Last month I concentrated on globalisation and the importance of international investment in establishing Lloyd's as the leading insurance marketplace for the 21st century. This month I look at matters closer to home.
Underwriters may delight in international risks with six figure premiums, but they should not forget that a great deal of business still comes from small to medium-sized UK businesses. The insurance industry is too fickle for insurers to ignore such a steady stream of high volume, low premium business.
Along with the rest of the industry, brokers in the UK small to medium-size (SME) sector have seen their business environment change with amazing rapidity over the past decade.
A lightening process of broker consolidation has resulted in a situation where just three brokers – Marsh, Aon and Willis – handle half the world's broked insurance premium. The mega-brokers have used their size to streamline their operations, reduce their operating costs, boost their market share and gain bargaining power with insurers.
In addition, these three large brokers have developed a number of sophisticated products and services specifically aimed at the SME sector. Small and medium-sized UK brokers have found themselves competing with the “big boys” and have developed a number of strategies to enable them to survive and win business in an increasingly competitive marketplace.
Resources have been pooled as broker networks, marketing groups and alliances have sprung up countrywide. Smaller or regional brokerages have sought to exploit to the full their one perceived advantage over the conglomerates: truly personal service. The message is being broadcast that “price” is not the only issue and the emphasis is on “added value”.
More brokers are developing their expertise in niche markets and providing their clients with benefits peripheral to the mere placing of insurance: risk management advice; finance packages and client help lines, for example.
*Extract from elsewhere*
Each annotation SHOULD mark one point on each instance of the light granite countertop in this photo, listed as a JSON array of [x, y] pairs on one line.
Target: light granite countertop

The demands created by these changes are passed on to insurers. Brokers offering more in turn demand more from those with whom they place their business. Insurers who fail to provide lose out.
Business and Market Research (B&MR) carried out a broker satisfaction survey for the British Insurance Brokers' Association (Biba) in October last year. B&MR director Sue Coyne summed up broker perceptions and expectations, commenting:
“The results show that the industry [insurers] needs to improve performance on the core essentials. We found that one of the contributing factors to the indifferent performance has been the number of mergers. It is therefore important that insurers should put maintaining service standards at the top of their priority list.”
The personal touch
Even before the effects of globalisation and corporate capital, providing a personal service to the smaller broker and insured was a particular problem for Lloyd's syndicates, hampered by convoluted placing and claims handling processes, limited broker accessibility and the London-centric nature of the institution.
While Lloyd's is evolving to confront such issues, some syndicates, including my own, discovered an effective way around these obstacles. For me, the most significant development for offering “added value” to regional brokers in the last ten to 15 years has been the emergence of the Lloyd's service company.
Lloyd's service company structures vary. Our own UK service company, Markel 702 (UK) (formerly RE Brown Underwriting), was established in September 1990. It has offices in Leeds, Manchester, Birmingham and Reigate staffed by local underwriters
Many Lloyd's service companies are able to offer premium finance packages and risk management advice to small and medium-sized insureds. Some provide helplines to give health and safety, employment and company law advice to smaller companies – freeing up their hard pressed directors to concentrate on developing their business. Currently such services are available personally, and over the telephone, but it is only a matter of time before they are adapted for use on email and the internet.
The internet can also be used to reduce the conflicting costs of the placing process for both underwriter and broker, and producing cost savings that should eventually be passed on to clients in lower premiums.
For example, we recently unveiled our internet-based, rapid quotation, ebusiness system, Activequote. Activequote, “the product”, enables the broker to obtain quotations, bind new policies, renew or endorse existing policies and produce all forms of policy documentation automatically online, with minimal need for broker contact with underwriters.
We have also learnt lessons during its development which will enable us to utilise some of the component parts to electronically “link” with broker systems and their IT trading platforms.
Eliminating bureaucracy
To summarise, the service company structure enables Lloyd's syndicates to listen to regional brokers and develop the all-round services demanded by insureds, whilst eliminating Lloyd's bureaucracy and cutting costs.
As I write, there are at least 80 established Lloyd's service companies – a number which clearly attests the success of the concept. I have no doubt that this figure will increase as more insurers working within Lloyd's realise that size really isn't everything and that good service counts.